34. A system as in claim 33, wherein the tissue comprises cardiac tissue and the delivery electrode is configured to deliver the energy to a surface of the cardiac tissue in a manner so as to create a parabolic lesion.

35. A system as in claim 34, wherein the parabolic lesion has a stun zone.

36. A system as in claim 35, wherein the spacing distance recommendation positions the next lesion sufficiently close to the lesion so that the stun zone at least partially overlaps with the next lesion.

37. A system as in claim 36, wherein the next lesion has a stun zone and wherein the spacing distance recommendation at least overlaps the stun zone of the lesion with the stun zone of the next lesion so that the tissue between the centers of the lesions form a continuous permanent lesion.

38. A system as in any of claims 33-37, wherein processor generates the spacing distance recommendation between the lesion and a next lesion dynamically based on local electrophysiologic information.

39. A system as in claim 38, wherein the local electrophysiologic information is obtained from intra-procedure voltage maps and post application electrogram voltage changes.

40. A system as in claim 38, wherein the local electrophysiologic information is obtained through comprises an observed voltage reduction in the tissue in response to energy delivery.

41. A system as in any of claims 33-40, wherein the processor is configured to modify the spacing distance recommendation based on tissue thickness.

42. A system as in claim 41, wherein the tissue thickness is determined by ultrasound, magnetic resonance or fluoroscopy.

43. A system as in any of claims 33-41, further comprising an electroanatomic mapping system, and wherein the spacing distance recommendation is visually displayed by the electroanatomic mapping system.

44. A system for generating a lesion in tissue comprising: a generator electrically couplable to a treatment catheter, wherein the generator includes a processor that generates at least one algorithm configured to provide an electric signal of pulsed electric field energy deliverable through a delivery electrode of the treatment catheter, wherein the processor generates the algorithm based on at least one of one or more inputs by a user.

45. A system for providing a treatment to tissue comprising: a generator electrically couplable to a treatment catheter, wherein the generator includes a processor that provides at least one algorithm configured to provide an electric signal of pulsed electric field energy deliverable through a delivery electrode of the treatment catheter to provide the treatment, wherein the processor generates a prediction of an outcome of the treatment based on at least one of one or more inputs by a user.
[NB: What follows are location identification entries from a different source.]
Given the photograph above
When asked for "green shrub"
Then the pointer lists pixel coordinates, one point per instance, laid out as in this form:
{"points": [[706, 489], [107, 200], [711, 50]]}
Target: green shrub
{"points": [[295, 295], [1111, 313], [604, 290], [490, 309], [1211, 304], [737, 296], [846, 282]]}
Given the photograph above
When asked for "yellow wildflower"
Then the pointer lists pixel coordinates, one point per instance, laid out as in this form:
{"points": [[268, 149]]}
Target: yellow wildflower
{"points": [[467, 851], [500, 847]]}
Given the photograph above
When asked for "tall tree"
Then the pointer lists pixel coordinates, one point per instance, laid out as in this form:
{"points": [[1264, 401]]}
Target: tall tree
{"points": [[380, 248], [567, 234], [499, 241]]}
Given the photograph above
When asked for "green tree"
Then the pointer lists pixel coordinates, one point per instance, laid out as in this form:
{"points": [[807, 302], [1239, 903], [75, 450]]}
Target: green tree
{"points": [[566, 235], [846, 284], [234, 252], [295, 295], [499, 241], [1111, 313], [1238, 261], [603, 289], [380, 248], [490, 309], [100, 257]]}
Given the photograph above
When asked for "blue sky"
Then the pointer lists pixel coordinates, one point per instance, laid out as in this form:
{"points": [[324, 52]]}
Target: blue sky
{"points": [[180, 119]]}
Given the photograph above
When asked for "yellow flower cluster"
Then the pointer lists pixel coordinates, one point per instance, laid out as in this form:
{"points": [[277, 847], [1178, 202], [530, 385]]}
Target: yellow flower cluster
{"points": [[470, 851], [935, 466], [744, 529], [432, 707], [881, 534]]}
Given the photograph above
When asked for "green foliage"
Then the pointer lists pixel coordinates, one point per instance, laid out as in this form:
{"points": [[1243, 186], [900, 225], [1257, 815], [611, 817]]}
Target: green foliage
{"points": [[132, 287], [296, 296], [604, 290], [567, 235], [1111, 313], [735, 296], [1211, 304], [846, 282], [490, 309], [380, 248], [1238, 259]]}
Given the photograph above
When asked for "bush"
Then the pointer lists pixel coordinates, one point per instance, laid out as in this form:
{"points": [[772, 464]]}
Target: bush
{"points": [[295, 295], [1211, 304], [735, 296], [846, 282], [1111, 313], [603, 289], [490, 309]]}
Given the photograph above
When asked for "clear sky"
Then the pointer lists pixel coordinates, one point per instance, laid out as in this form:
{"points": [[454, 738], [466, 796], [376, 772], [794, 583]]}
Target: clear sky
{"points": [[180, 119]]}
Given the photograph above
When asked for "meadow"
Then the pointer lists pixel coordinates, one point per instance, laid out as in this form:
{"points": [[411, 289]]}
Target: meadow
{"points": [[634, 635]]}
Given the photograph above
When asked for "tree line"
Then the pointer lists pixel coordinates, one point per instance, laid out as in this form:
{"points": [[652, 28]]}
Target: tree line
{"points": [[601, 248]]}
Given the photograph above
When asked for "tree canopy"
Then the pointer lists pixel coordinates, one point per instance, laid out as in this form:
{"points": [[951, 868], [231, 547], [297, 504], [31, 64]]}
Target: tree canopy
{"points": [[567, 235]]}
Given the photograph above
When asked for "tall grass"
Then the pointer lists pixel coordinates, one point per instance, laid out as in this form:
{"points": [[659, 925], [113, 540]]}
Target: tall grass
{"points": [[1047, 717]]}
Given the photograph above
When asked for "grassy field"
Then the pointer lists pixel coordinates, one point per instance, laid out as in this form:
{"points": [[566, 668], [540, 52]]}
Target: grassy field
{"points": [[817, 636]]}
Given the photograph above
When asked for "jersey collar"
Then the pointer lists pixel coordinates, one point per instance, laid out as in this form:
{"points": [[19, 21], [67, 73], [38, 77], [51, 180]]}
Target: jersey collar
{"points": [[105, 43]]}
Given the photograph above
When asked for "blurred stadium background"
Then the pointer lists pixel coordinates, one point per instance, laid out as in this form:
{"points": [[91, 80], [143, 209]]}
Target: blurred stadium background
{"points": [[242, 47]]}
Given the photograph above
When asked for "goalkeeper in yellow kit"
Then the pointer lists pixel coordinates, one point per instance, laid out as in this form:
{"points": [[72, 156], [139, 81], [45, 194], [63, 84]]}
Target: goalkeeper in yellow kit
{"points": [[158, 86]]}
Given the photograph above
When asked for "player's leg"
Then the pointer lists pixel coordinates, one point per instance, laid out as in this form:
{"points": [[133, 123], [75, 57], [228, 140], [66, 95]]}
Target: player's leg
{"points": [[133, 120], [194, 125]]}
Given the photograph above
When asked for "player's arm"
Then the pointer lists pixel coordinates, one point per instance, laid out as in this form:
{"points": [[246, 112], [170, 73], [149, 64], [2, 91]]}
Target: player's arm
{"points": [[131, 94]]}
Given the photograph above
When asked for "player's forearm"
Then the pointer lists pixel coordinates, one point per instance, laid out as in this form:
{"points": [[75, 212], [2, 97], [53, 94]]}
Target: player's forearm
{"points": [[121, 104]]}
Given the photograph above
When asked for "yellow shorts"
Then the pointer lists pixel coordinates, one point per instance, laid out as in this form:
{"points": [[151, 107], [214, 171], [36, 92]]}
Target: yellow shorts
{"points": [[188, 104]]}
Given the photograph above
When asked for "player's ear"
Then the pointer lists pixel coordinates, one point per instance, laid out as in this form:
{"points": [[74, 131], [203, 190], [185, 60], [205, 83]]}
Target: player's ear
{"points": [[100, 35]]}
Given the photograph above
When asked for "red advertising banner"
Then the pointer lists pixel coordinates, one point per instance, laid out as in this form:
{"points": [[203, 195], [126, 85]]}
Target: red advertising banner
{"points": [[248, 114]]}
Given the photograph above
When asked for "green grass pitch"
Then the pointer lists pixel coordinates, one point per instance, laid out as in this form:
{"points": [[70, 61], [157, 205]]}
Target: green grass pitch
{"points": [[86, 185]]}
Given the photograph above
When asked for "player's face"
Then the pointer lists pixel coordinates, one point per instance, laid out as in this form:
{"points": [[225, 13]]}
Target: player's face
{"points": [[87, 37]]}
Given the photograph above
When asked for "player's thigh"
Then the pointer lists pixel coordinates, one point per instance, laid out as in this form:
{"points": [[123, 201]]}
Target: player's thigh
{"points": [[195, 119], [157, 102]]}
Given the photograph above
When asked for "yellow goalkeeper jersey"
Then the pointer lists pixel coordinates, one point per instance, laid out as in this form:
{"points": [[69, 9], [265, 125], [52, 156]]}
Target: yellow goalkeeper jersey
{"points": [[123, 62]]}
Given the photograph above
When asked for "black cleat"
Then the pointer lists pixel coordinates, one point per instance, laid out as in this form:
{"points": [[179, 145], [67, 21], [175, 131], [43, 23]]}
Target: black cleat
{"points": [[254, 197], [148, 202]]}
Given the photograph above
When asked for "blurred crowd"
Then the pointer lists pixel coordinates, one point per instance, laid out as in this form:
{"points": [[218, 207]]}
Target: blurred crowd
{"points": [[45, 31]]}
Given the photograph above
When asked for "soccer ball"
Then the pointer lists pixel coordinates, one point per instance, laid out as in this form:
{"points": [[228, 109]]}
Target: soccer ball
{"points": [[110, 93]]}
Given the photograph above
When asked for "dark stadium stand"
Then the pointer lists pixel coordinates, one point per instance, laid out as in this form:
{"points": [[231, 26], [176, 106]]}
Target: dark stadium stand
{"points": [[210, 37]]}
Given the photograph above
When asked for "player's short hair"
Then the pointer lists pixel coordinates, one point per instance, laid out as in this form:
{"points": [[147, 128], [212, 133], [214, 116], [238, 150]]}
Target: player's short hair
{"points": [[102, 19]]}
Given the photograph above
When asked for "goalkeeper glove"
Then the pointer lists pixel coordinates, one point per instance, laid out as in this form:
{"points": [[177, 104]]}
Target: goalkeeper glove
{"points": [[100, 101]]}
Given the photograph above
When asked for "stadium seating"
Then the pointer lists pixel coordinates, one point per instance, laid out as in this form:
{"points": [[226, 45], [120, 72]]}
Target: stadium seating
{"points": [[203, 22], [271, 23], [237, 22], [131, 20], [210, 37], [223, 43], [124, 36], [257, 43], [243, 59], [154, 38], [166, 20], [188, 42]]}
46. A system for generating a lesion in tissue comprising: a generator electrically couplable to a treatment catheter, wherein the generator includes a processor that provides at least one algorithm configured to provide an electric signal of pulsed electric field energy deliverable through a delivery electrode the treatment catheter to provide the treatment, wherein the processor generates a spacing distance recommendation between the lesion and a next lesion.